Le crédit lombard s’adosse à un portefeuille de titres nanti — actions, obligations, OPCVM — ou à un contrat d’assurance-vie nanti. Le bien immobilier acheté n’entre pas dans la garantie : il est libre de toute inscription, ce qui a des conséquences pratiques importantes (revente libre, pas de mainlevée). Le mécanisme de base est rappelé dans notre page définition du crédit lombard.
La durée et l’amortissement : in fine court contre amortissable long
Le prêt immobilier français type est amortissable : chaque mensualité rembourse intérêts et capital, sur 15, 20 ou 25 ans. Le crédit lombard est le plus souvent in fine : l’emprunteur paie les intérêts en cours de vie et rembourse le capital au terme, sur des durées de 1 à 5 ans, souvent renouvelables — les formats sont détaillés dans notre page montant et conditions.
Le taux : fixe long contre variable court
Le crédit immobilier français est majoritairement à taux fixe sur toute la durée — une singularité protectrice. Le lombard est généralement à taux variable (€STR ou Euribor + marge de l’ordre de 0,5 à 2 points, à titre indicatif), parfois fixé sur des périodes courtes.
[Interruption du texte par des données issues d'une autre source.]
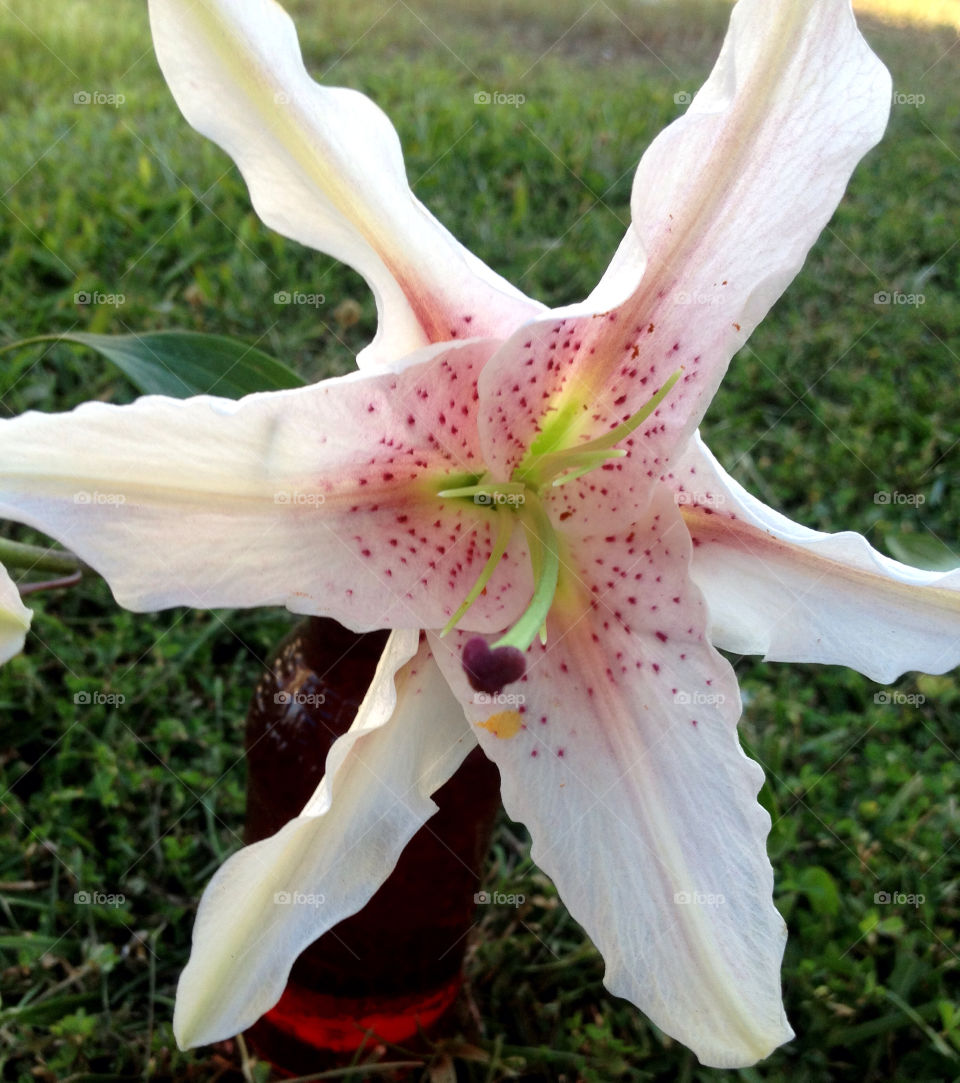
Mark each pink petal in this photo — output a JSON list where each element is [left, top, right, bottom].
[[0, 564, 34, 665], [433, 492, 791, 1068], [0, 341, 530, 630], [150, 0, 543, 365], [481, 0, 891, 473], [173, 631, 476, 1048]]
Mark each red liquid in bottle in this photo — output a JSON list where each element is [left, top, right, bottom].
[[246, 617, 500, 1074]]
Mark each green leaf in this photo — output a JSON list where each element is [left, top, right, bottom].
[[3, 331, 304, 399], [885, 533, 960, 572], [795, 865, 840, 917]]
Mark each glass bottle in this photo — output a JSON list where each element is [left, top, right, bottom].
[[245, 617, 500, 1074]]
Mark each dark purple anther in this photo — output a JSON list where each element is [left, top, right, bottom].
[[464, 636, 527, 695]]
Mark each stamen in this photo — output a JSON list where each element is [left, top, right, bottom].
[[440, 504, 516, 639], [437, 481, 527, 504], [493, 491, 560, 651], [515, 367, 684, 488]]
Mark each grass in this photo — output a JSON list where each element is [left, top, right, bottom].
[[0, 0, 960, 1083]]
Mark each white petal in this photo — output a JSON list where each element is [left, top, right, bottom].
[[150, 0, 542, 364], [173, 631, 476, 1048], [669, 434, 960, 682], [433, 491, 792, 1068], [0, 340, 530, 630], [0, 564, 34, 665], [562, 0, 891, 454]]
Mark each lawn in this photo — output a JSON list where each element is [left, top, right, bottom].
[[0, 0, 960, 1083]]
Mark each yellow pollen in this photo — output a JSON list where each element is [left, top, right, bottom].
[[477, 710, 522, 741]]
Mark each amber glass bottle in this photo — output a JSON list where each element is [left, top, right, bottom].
[[246, 617, 500, 1074]]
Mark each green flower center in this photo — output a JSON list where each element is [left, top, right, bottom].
[[437, 369, 683, 651]]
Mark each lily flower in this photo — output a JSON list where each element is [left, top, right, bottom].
[[0, 564, 34, 665], [0, 0, 960, 1068]]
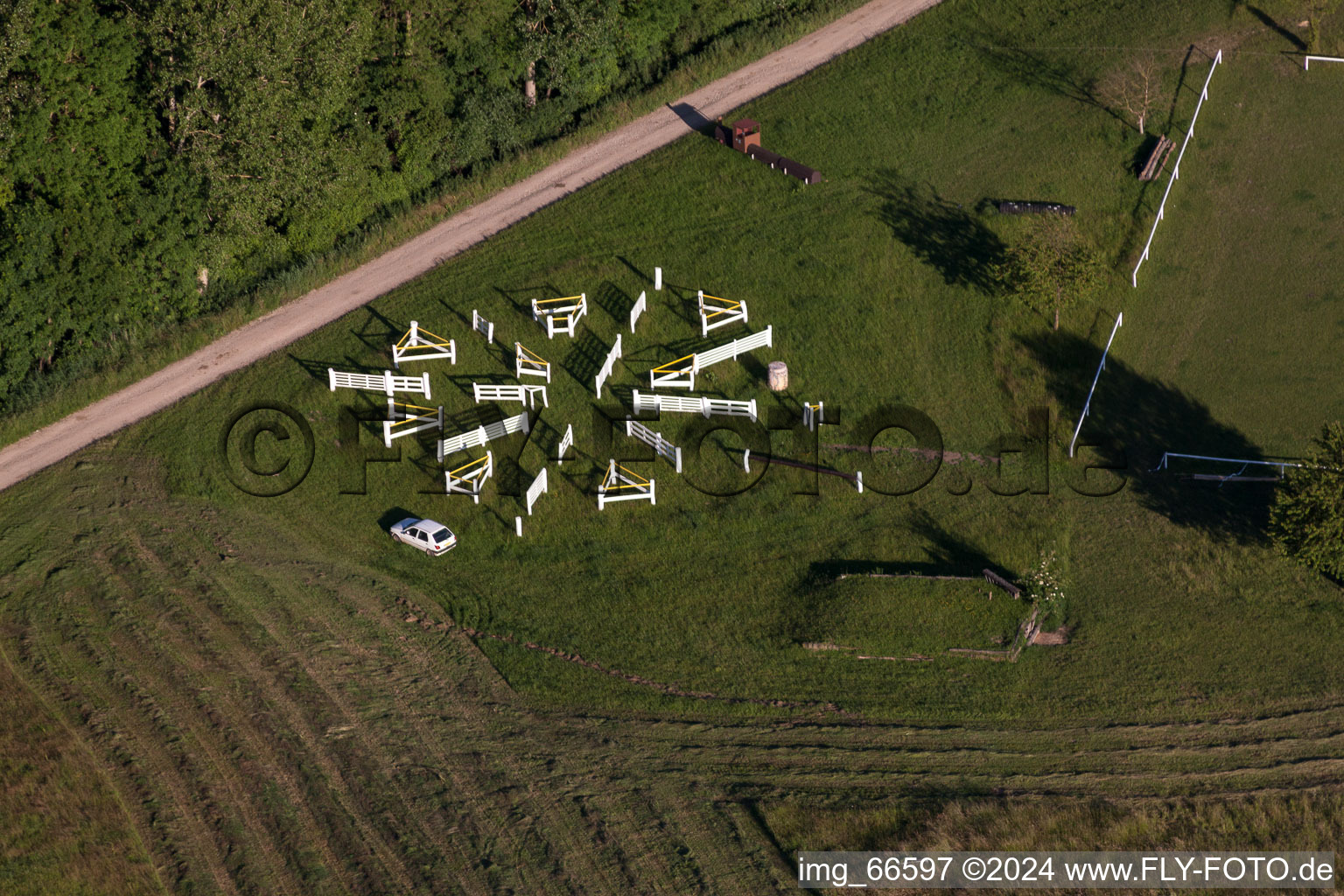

Avec la détente des taux BCE depuis 2024-2025, les deux familles de taux se sont rapprochées de niveaux plus modérés qu’au pic de 2023 ; les ordres de grandeur actualisés sont présentés dans notre page taux du crédit lombard.
Tableau comparatif complet
| Critère | Crédit lombard | Crédit immobilier |
|---|---|---|
| Garantie | Nantissement de titres ou d’assurance-vie | Hypothèque ou caution sur le bien |
| Structure | In fine (ou ligne renouvelable) | Amortissable |
| Durée typique | 1 à 5 ans, renouvelable | 15 à 25 ans |
| Taux | Variable le plus souvent (référence + marge) | Fixe majoritairement en France |
| Délai de mise en place | Quelques jours à quelques semaines | 1 à 3 mois |
| Assurance emprunteur | Généralement non exigée | Quasi systématique |
| Frais annexes | Faibles (pas de notaire pour la garantie, pas d’expertise) | Garantie, dossier, expertise éventuelle |
| Cadre HCSF | Non applicable en tant que tel | Normes de taux d’effort et de durée |
| Risque principal | Appel de marge si le portefeuille baisse | Défaut de paiement des mensualités |
| Montant | Fonction de la quotité du portefeuille (LTV) | Fonction des revenus et de l’apport |
| Usage des fonds | Libre | Affecté au bien financé |
| Remboursement anticipé | Souple, souvent sans pénalité | Indemnités possibles (plafonnées) |
Caractéristiques indicatives, variables selon les établissements.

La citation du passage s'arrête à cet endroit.